As Forrance mentioned these people his two associates pursed lips and nodded soberly. One was quite small and suffered from nosebleeds. (“Must be a low pressure area comin’ down from Canada,” he would mumble; “I c’n alwees tell: Omma reggella human brommeter.”) He was known, quite simply, as Blood.

His companion, as if in compensation, was obese in the extreme. (“A glanjalla condition,” was his explanation; he indignantly denied gluttony. Taxed with overeating, he pleaded a tapeworm. “It’s not f’ me ,” was his indignant cry, over a third helping of breaded pork chops and French fries; “it’s f’ the woim!”) Not unexpectedly he was called Guts. Now and then he pretended that it was an acknowledgement of personal courage.
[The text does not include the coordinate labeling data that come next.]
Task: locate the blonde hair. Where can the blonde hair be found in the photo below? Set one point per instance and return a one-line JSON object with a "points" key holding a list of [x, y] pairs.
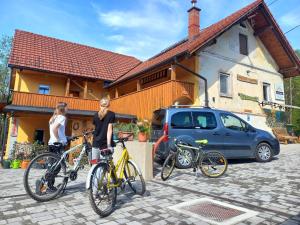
{"points": [[59, 110], [104, 104]]}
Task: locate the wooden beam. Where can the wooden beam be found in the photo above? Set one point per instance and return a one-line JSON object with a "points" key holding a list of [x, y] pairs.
{"points": [[138, 85], [116, 93], [67, 87], [262, 30], [173, 72], [75, 82], [85, 90]]}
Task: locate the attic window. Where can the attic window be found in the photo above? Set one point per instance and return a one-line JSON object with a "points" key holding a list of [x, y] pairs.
{"points": [[243, 25], [243, 44]]}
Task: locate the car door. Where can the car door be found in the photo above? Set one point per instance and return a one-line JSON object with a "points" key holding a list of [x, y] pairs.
{"points": [[237, 138], [206, 127]]}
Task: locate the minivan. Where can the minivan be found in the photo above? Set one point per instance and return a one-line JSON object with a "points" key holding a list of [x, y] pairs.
{"points": [[225, 132]]}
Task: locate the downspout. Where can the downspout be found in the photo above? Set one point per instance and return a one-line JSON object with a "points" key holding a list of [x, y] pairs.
{"points": [[4, 136], [197, 75]]}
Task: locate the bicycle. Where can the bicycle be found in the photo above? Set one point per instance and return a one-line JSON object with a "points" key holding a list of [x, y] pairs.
{"points": [[47, 175], [212, 164], [105, 177]]}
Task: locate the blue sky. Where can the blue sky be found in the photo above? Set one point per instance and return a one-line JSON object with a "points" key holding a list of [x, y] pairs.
{"points": [[140, 28]]}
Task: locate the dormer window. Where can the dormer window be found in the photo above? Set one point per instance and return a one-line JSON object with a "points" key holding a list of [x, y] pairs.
{"points": [[44, 89], [243, 44]]}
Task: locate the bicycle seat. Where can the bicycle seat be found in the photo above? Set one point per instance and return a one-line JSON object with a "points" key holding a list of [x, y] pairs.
{"points": [[202, 142]]}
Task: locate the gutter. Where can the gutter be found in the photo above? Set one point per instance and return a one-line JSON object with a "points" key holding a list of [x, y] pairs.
{"points": [[197, 75]]}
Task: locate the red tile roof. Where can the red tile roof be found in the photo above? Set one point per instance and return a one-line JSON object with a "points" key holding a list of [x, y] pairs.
{"points": [[39, 52], [203, 37]]}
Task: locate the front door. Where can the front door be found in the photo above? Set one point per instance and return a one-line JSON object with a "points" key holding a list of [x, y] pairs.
{"points": [[206, 127], [237, 139]]}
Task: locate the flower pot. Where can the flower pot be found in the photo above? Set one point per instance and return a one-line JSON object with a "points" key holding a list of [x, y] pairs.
{"points": [[142, 137], [16, 164], [123, 134], [25, 164], [6, 164]]}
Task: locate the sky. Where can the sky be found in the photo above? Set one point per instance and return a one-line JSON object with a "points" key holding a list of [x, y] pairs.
{"points": [[140, 28]]}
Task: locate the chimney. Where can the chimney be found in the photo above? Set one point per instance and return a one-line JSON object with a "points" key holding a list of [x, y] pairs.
{"points": [[194, 20]]}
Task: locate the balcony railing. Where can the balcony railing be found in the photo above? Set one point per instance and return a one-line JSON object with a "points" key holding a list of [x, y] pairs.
{"points": [[50, 101], [143, 103]]}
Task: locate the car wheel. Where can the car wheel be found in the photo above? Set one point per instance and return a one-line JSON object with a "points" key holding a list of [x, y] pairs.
{"points": [[264, 152], [184, 159]]}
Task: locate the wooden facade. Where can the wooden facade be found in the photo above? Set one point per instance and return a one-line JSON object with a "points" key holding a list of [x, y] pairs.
{"points": [[142, 103]]}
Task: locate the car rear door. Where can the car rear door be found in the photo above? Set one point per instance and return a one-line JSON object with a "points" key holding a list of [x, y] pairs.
{"points": [[206, 127], [237, 139]]}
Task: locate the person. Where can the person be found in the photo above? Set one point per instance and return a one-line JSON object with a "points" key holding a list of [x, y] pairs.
{"points": [[56, 144], [57, 127], [103, 134]]}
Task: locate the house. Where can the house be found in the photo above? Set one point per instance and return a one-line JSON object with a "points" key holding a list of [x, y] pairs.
{"points": [[232, 65]]}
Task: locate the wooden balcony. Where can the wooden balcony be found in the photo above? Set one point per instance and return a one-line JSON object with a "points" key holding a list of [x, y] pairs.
{"points": [[142, 103], [50, 101]]}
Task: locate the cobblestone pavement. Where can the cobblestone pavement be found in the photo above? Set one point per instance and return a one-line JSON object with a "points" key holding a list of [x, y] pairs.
{"points": [[272, 189]]}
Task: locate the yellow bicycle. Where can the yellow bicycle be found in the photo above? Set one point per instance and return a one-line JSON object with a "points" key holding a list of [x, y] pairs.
{"points": [[105, 177]]}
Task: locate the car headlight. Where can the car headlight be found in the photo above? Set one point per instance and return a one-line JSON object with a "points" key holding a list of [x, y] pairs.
{"points": [[273, 135]]}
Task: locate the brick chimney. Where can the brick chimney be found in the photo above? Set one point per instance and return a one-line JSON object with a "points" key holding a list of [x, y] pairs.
{"points": [[194, 20]]}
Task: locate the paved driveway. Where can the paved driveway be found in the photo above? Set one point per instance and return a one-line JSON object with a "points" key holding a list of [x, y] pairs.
{"points": [[271, 189]]}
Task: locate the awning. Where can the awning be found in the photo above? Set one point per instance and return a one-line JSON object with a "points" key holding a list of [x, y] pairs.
{"points": [[18, 108]]}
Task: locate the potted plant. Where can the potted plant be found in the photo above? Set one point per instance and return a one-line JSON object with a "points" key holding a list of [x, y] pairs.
{"points": [[6, 164], [126, 130], [143, 130], [16, 163], [26, 160]]}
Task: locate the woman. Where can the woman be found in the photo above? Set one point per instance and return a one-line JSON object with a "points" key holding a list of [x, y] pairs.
{"points": [[57, 141], [103, 134], [57, 126]]}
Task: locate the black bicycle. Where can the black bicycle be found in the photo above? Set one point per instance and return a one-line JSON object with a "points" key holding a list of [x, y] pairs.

“Al?” Daisy repeated. “Lucky? Baby Face? White fedoras? The Unthinkables? But you’re not gangsters? ” she burst out. “ Are you?” For, as often as she had seen them, she had never thought to ask their trade.

Forrance drew himself up. Blood slouched. Guts loomed. A look of pleased importance underlay the grim look they assumed at the question. “Listen,” Forrance began, out of the side of his mouth, an effect instantly spoiled by his adding, “miss.”